AMAT Joins EMC-3D Consortium

Applied Materials, Inc. has joined the international EMC-3D semiconductor equipment and materials consortium. Applied offers process and integration capabilities in the fields of etching, dielectric and metal deposition, chemical-mechanical polishing, metrology, and inspection. These capabilities will be used for developing a cost-effective and manufacturable for 3D chip stacking and MEMS integration.

Through-silicon via technology is a new method of combining integrated circuits in a vertical stack to enable higher functionality and lower power consumption in a small footprint. While employing many standard chip processes, TSVs present several new technical challenges for production-worthy manufacturing: maintaining wafer structural and edge integrity of thin wafers, stress and thermal profile control, via processing and device reliability.

“Applied Materials sees the TSV approach as an important enabling technology for tomorrow’s sophisticated image sensors, memory and mixed-signal applications,” said Hans Stork, group vice president and CTO of Applied’s Silicon Systems Group. “Joining forces with other leading equipment and materials suppliers is an effective way to qualify contiguous processes, drive down the cost and enable the widespread adoption of TSV technology. By deploying fabrication equipment, materials and process technology from the EMC-3D member companies, our customers can take advantage of a complete, validated process flow, greatly reducing their own development time and initial investment.”

“We’re very pleased to bring Applied Materials into this consortium and look forward to a productive relationship in developing cost-effective TSV solutions for chip stacking applications,” said Paul Siblerud, EMC-3D chairman and vice president of marketing at Semitool. “EMC-3D is currently at the mid-point of a 3 year objective to bring cost-effective TSV to market. Each member is addressing the technical integration challenges of TSV technology for chip stacking and advanced MEMS/sensors packaging.”

The original goal of the consortium was to create a robust integrated process flow at a cost of less than $200USD per wafer. That goal has expanded to include both a via-first (iTSV™) and via-last (pTSV™) process flow at a total cost of ownership of under $150USD.

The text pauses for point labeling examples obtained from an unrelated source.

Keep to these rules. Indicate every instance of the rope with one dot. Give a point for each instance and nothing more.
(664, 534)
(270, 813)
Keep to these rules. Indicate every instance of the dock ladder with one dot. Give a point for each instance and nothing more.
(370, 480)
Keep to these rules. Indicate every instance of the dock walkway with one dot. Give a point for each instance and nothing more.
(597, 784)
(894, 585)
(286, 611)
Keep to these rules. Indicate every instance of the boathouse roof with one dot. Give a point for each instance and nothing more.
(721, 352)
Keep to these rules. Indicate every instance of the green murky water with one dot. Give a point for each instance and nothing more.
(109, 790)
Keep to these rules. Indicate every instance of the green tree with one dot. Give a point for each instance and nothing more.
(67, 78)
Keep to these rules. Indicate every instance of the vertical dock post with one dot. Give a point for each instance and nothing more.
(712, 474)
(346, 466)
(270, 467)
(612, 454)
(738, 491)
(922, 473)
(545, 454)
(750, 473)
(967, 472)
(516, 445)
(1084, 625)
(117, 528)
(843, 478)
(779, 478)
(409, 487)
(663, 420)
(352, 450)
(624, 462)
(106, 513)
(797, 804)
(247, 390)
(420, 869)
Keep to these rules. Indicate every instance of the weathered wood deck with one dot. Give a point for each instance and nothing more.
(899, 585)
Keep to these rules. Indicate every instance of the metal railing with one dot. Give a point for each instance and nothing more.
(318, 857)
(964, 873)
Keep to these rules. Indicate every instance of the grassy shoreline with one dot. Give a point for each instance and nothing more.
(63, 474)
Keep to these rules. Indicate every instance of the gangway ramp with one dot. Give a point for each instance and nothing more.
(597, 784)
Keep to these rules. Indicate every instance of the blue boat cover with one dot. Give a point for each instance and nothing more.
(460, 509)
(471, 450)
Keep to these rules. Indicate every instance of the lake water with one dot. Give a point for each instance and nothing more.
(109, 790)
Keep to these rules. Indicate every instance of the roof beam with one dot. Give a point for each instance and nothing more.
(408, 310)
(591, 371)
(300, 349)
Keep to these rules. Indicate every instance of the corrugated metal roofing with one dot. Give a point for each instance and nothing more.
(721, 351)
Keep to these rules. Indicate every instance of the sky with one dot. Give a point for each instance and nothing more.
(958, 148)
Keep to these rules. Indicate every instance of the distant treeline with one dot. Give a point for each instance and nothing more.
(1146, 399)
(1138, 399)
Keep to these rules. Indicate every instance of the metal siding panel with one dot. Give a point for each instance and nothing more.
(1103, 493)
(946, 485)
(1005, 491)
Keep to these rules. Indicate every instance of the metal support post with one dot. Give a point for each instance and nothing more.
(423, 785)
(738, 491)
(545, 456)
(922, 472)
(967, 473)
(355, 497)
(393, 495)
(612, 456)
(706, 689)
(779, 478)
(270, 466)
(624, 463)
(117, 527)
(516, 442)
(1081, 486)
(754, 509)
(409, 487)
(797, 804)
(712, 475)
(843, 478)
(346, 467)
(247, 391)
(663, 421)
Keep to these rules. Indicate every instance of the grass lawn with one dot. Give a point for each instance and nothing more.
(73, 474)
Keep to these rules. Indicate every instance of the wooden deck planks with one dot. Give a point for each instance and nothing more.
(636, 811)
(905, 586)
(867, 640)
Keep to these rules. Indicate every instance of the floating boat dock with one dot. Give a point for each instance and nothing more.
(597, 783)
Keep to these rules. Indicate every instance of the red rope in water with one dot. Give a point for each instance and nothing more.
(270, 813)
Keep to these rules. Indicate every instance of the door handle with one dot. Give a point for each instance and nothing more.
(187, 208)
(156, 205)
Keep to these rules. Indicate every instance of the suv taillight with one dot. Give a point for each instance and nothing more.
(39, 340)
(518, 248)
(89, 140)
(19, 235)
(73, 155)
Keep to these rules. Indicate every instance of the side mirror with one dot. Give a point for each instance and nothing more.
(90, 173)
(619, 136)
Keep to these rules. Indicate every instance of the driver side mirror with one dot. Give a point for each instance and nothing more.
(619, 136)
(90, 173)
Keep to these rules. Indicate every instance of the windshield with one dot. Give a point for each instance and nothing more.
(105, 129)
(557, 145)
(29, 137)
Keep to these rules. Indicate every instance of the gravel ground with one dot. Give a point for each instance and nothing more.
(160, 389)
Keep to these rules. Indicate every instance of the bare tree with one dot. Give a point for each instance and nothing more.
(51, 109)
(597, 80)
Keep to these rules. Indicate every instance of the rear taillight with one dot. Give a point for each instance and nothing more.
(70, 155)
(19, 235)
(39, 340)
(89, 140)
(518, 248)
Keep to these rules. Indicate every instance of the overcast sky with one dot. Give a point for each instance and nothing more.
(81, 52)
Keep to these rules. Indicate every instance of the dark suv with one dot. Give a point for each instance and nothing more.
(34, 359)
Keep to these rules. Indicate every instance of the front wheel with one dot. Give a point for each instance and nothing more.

Silberud added “There are few bright spots in the semiconductor market currently, however, chip stacking TSV has both technical and cost advantages and are still finding research and development investment and priority. The consortium is actively working on 300mm integration of a Cu-TSV suitable for both iTSV and pTSV (via-first interconnect and via-last packaging). Currently the members are showing a $189/wafer total CoO with a clear roadmap to sub-$150/wafer CoO.”